Cominciò di lì la “questione meridionale”, il Sud fu immiserito e abbandonato, milioni di meridionali furono costretti, per ben due volte, prima e dopo il fascismo, ad abbandonare le loro terre e ad emigrare nella lontana America per conquistarsi almeno il pane quotidiano. Su tutto questo hanno scritto migliaia di pagine, tutte documentatissime, a dispetto delle diffidenze di alcuni storici di professione, che continuano a mettere la testa sotto la sabbia, non solo i meridionali (senza scomodare Gramsci e Nitti) Aprile, Di Fiore e Ciano, ma anche i settentrionalissimi Del Boca, Giordano Guerri, Oliva e Pellicciari.

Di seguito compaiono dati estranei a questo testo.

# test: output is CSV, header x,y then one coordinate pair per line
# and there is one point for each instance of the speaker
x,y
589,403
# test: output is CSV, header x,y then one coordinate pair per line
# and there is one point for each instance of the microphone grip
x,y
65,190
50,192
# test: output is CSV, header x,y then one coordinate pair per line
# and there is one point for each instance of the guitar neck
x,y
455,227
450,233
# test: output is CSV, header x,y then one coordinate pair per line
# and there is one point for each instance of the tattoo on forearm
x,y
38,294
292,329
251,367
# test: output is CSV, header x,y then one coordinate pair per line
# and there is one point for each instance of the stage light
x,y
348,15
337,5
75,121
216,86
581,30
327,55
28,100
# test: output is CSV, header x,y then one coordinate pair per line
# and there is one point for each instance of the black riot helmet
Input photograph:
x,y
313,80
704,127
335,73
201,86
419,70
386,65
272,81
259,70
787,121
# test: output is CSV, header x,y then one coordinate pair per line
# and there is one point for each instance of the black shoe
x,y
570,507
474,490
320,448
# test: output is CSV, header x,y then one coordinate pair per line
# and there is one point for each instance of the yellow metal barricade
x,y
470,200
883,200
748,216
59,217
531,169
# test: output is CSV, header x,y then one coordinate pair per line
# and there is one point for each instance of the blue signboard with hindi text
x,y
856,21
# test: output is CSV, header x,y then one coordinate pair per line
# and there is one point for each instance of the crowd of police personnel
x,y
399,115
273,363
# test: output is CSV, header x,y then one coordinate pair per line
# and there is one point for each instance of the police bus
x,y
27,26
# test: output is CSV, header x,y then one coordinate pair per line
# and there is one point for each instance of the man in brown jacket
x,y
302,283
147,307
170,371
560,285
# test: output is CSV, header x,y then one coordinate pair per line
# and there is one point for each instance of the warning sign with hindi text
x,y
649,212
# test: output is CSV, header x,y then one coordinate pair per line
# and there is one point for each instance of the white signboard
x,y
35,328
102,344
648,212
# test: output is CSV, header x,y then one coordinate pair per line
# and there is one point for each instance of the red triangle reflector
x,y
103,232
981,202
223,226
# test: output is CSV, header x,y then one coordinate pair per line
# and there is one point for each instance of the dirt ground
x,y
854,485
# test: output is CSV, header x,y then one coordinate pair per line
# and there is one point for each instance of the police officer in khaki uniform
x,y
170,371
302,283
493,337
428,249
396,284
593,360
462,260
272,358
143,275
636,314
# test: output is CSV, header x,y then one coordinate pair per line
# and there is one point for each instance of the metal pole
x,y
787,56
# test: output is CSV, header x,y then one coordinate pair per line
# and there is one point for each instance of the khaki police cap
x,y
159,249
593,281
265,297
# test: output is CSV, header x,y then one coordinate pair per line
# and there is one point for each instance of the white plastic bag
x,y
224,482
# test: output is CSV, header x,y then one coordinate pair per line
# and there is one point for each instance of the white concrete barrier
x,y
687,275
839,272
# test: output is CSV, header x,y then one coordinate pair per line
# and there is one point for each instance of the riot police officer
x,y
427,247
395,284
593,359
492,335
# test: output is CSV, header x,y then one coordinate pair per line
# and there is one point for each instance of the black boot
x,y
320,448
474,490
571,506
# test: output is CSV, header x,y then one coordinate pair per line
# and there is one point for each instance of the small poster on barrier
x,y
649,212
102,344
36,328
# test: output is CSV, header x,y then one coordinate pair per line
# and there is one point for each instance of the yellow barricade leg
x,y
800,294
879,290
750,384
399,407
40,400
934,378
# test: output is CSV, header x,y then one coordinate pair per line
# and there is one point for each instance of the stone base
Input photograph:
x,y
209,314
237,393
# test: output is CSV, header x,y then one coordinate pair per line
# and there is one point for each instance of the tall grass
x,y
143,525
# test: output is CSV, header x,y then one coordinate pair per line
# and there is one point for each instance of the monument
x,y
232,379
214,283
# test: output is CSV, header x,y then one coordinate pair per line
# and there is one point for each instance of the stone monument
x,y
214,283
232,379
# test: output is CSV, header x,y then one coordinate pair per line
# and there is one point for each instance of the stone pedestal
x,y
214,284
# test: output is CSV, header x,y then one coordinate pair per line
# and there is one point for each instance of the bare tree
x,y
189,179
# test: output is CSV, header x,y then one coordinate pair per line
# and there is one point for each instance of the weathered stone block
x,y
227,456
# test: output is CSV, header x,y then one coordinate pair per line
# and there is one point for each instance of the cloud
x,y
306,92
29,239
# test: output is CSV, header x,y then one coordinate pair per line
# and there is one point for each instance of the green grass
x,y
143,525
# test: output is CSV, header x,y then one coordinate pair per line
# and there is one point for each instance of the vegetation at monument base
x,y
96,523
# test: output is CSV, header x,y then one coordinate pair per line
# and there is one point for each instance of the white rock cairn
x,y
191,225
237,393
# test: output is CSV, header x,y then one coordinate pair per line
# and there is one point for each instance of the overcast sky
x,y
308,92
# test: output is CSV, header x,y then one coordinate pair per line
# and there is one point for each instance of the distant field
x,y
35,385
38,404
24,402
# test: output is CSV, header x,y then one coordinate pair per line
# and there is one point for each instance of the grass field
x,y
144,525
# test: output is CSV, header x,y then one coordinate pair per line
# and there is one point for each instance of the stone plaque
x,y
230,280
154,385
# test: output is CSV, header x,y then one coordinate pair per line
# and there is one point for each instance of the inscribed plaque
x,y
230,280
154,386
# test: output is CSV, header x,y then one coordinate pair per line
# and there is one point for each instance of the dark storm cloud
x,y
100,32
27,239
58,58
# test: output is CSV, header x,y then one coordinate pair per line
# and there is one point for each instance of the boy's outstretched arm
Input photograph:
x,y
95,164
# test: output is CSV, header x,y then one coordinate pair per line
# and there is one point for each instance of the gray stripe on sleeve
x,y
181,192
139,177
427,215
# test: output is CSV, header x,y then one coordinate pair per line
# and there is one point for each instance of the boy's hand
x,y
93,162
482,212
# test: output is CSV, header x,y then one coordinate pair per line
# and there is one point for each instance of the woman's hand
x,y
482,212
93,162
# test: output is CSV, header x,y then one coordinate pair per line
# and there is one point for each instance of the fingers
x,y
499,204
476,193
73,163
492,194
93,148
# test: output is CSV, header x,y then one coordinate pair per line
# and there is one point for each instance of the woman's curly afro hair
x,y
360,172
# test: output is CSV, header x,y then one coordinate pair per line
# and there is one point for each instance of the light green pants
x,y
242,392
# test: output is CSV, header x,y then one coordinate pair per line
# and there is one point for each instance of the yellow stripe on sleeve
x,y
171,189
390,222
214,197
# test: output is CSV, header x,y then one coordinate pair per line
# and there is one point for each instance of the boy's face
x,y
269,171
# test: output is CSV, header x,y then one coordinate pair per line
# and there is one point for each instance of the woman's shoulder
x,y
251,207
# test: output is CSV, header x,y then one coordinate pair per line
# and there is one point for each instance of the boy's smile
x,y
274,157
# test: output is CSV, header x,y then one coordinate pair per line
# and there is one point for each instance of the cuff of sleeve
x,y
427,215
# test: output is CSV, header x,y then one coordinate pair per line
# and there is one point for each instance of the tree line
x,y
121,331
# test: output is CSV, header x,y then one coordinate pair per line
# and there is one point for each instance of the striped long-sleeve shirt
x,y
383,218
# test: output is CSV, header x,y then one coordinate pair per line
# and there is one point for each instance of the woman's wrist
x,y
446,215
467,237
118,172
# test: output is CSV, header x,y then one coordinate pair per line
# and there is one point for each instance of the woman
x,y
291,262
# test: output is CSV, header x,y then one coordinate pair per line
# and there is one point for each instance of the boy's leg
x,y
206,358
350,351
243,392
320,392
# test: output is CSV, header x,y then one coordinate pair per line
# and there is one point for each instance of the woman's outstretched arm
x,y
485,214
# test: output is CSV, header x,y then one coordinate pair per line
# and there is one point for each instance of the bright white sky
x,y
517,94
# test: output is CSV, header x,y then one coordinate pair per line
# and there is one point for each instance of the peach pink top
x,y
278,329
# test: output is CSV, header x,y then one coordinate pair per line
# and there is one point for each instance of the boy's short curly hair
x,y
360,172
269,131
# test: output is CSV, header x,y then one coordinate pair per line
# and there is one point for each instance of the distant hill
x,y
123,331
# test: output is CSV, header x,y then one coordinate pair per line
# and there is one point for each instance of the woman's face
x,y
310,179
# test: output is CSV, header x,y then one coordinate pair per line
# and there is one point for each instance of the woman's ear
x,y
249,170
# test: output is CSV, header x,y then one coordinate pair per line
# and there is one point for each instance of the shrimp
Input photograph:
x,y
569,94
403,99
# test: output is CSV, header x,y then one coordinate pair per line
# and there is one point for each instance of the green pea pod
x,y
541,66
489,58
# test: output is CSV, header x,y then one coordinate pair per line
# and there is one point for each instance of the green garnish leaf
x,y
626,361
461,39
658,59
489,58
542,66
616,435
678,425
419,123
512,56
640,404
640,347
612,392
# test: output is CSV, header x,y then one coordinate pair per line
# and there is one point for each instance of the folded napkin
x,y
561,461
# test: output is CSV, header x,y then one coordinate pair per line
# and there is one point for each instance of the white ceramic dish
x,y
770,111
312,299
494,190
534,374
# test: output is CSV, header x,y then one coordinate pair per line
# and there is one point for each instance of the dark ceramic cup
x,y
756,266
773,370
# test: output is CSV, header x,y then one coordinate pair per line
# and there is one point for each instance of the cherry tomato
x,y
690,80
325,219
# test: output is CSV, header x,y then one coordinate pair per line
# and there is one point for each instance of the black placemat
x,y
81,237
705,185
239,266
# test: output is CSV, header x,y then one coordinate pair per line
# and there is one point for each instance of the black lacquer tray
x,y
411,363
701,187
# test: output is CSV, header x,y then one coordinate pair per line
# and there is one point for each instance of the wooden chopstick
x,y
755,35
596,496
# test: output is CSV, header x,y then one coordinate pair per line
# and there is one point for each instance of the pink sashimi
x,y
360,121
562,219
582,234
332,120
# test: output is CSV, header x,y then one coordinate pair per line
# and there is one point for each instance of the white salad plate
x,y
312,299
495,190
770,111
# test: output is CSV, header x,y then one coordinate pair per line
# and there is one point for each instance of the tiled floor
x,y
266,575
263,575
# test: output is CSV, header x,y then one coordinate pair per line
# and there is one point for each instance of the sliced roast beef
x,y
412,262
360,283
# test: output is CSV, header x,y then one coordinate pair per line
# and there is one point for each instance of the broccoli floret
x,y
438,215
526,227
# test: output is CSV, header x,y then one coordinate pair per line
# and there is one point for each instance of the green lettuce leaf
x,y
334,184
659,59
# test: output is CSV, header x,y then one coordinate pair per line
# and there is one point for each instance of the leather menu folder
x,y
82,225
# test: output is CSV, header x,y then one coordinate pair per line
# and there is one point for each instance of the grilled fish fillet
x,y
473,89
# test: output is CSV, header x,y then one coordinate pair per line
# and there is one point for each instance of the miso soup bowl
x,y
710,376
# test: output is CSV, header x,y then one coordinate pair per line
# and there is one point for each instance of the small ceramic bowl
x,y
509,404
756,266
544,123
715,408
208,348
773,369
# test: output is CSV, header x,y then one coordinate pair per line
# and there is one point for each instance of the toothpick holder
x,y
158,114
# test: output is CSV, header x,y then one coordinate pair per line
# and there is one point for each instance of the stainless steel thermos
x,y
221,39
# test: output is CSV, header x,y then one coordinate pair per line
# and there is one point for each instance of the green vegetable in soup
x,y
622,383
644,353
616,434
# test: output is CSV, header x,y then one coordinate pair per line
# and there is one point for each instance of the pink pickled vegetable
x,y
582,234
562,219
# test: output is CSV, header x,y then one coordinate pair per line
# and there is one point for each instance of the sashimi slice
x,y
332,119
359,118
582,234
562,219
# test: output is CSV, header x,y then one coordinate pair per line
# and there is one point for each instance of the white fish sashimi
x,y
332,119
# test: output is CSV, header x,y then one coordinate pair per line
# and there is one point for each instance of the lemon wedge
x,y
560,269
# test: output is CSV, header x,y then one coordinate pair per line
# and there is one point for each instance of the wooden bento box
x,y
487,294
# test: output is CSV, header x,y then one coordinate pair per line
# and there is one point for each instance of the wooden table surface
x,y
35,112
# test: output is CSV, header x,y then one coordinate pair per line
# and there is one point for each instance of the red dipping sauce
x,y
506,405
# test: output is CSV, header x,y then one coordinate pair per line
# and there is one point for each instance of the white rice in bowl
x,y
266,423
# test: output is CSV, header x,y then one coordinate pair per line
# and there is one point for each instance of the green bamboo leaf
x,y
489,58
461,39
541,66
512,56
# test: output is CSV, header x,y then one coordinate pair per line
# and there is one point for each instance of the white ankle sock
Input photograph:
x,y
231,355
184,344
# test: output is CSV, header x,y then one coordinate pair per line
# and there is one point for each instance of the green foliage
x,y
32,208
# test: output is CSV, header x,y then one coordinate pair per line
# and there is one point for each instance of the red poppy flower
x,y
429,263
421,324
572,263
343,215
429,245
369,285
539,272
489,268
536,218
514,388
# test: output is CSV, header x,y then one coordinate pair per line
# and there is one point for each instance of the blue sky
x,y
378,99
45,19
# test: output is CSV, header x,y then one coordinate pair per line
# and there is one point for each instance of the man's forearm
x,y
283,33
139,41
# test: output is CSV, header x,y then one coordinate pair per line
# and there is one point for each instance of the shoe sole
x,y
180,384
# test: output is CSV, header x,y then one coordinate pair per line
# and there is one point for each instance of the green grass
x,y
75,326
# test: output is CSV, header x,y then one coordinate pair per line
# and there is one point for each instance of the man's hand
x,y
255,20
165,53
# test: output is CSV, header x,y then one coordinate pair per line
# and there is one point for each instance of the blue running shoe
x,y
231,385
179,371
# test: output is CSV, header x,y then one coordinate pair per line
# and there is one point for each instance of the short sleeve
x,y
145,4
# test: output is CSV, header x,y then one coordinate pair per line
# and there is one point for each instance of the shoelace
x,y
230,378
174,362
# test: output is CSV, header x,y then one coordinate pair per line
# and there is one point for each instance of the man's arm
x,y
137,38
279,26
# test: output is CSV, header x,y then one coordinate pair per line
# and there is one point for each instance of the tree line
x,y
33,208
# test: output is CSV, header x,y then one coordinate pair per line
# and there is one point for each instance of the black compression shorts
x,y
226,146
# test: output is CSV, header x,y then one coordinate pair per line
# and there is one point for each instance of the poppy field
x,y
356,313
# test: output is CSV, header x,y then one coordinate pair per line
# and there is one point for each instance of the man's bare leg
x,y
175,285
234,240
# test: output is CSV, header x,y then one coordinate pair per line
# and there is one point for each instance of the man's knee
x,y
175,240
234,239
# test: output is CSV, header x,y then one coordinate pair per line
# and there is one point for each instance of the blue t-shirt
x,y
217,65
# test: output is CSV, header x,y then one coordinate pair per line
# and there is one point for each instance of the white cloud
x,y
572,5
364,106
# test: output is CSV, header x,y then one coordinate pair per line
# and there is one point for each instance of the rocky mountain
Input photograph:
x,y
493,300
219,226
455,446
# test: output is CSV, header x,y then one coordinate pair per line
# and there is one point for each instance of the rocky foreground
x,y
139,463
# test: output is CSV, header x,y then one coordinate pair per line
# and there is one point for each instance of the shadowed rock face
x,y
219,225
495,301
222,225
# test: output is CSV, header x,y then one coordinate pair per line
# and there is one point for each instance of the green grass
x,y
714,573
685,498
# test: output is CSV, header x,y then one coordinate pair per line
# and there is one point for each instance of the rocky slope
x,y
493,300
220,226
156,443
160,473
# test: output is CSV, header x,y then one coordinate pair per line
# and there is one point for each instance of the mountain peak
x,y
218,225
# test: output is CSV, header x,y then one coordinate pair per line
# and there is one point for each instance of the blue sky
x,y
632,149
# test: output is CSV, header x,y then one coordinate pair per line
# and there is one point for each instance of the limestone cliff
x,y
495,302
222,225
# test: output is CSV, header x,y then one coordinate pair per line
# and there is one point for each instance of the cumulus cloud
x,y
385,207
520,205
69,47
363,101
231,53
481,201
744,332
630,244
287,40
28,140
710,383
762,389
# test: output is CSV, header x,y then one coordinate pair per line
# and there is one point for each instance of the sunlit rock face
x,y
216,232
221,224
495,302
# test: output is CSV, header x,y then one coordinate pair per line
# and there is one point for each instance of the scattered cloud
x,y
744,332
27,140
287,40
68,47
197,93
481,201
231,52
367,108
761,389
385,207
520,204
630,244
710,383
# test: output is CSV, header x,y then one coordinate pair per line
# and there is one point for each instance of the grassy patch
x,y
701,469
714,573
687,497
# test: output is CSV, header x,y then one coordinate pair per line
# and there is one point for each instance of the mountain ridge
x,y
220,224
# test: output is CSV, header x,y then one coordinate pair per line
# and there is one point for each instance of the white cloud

Ed ora “tomo tomo” se ne viene Feltri a parlare di “razza inferiore” e di secessione. Semmai dovremmo essere noi a rivendicare quell’autonomia che ci è stata sottratta, ma non lo facciamo perché in tutti questi anni abbiamo imparato che l’Italia è davvero una nazione, parliamo tutti la stessa lingua mutuata dal latino di Roma che già ci teneva insieme e che non avrebbe senso storico, nel 2020, sgretolare un’unità che è ormai nell’animo di ciascuno di noi un valore acquisito. Siamo tutti, ormai, “nativi unitari”. Ma non vorremmo passare dal “cornuti” al “mazziati”. Questo proprio no.